3i has a special role in this, and in many many more, of Britain’s growth companies. It is one of the largest VC companies in the world, and one of the most experienced. In a world where 25 years of venture capital activity makes you a veteran, 3i has been around for more than twice that.
It all dates back to the post-war Labour government which was determined to drive the regeneration of the British economy, flattened by a war that had drained our country of many of our resources and infrastructure. The Attlee government was keen on nationalisation. Railways, power companies, coal mines, were all turned into public corporations around this time. So when the government turned its attention to finding the money for the regeneration of the British economy they called in the banks "for a chat".
The big high street banks were told that either they provide the investment capital required or they too were likely to be nationalised. Their response was to set up a new company, Investors in Industry, jointly owned by the major high street English and Scottish banks, which would specialise in providing long-term risk finance in return, mostly, for equity stakes in businesses.
These days they are no longer owned by the banks; they have changed their name to 3i and got a fancy logo, but they are still basically the same business.
And their dominance in the UK’s VC scene has been remarkable. It is still quite unusual to hear of a new UK investment deal in which 3i is not involved, and practically every VC company in the UK is run by management who learned their craft at 3i.

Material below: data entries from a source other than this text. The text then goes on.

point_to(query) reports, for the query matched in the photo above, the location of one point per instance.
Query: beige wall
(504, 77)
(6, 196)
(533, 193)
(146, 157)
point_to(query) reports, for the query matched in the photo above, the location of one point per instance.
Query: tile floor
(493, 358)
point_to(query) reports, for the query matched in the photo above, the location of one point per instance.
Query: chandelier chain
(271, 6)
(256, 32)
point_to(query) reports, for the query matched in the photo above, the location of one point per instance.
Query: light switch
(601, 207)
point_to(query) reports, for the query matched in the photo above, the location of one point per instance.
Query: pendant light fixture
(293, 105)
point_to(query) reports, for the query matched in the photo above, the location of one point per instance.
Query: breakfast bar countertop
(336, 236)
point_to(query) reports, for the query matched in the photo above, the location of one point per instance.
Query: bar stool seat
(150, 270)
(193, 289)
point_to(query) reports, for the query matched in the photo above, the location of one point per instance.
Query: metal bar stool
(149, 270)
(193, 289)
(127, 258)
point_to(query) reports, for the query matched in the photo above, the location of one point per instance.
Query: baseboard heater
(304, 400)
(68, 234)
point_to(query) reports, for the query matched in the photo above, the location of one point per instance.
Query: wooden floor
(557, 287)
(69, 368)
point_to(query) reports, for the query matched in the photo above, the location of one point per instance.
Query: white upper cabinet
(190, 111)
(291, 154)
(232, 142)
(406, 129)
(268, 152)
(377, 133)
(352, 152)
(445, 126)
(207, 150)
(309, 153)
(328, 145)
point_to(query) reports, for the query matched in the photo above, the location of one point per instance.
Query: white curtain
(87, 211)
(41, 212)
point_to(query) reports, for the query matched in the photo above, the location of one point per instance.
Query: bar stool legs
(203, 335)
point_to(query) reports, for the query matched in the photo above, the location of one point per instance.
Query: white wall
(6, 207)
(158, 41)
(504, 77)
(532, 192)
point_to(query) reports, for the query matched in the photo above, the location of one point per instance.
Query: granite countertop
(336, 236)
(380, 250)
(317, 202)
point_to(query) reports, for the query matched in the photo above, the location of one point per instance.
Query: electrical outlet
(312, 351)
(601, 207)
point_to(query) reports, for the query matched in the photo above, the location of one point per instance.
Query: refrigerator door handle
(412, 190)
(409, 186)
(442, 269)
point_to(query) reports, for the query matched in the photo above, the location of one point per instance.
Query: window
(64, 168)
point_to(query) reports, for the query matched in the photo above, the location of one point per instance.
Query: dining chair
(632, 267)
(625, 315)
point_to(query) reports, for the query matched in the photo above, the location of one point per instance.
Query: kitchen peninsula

It was the very existence of 3i, and the various businesses set up by their alumni, that has led to the UK having by far the largest VC community in Europe. Venture Capital is a powerful engine for economic development. Without such funds, it is difficult to imagine how it would be possible to create the new businesses that are vital to building a competitive modern economy.
However, there is a weakness in this VC formula, and one that the Go situation highlights. VCs exist to generate a healthy return on their money, and they need to be able to exit from their investments, ideally at a good profit. In an ideal world, this would be achieved by a stock market listing, allowing the VCs to then gradually sell their shares on the open market. Unfortunately, with the recent turbulence on the stock market this has become extremely difficult - witness HMV’s recent float that flopped.
We often read about some promising company being sold to a multi-national, resulting in the question “Why can’t we grow large companies in Scotland ”. The answer lies, partly, in the structure of our risk investment sector, and the inevitably short term behaviour of our VCs. 3i is not the only one looking for “realisations” in their investment portfolio.
There is a systemic fault here. Our ability to generate world class competitive businesses here in the UK is damaged by it.
Maybe it is about time the government called the banks, and the other sources of investment finance, back in for 'another chat'.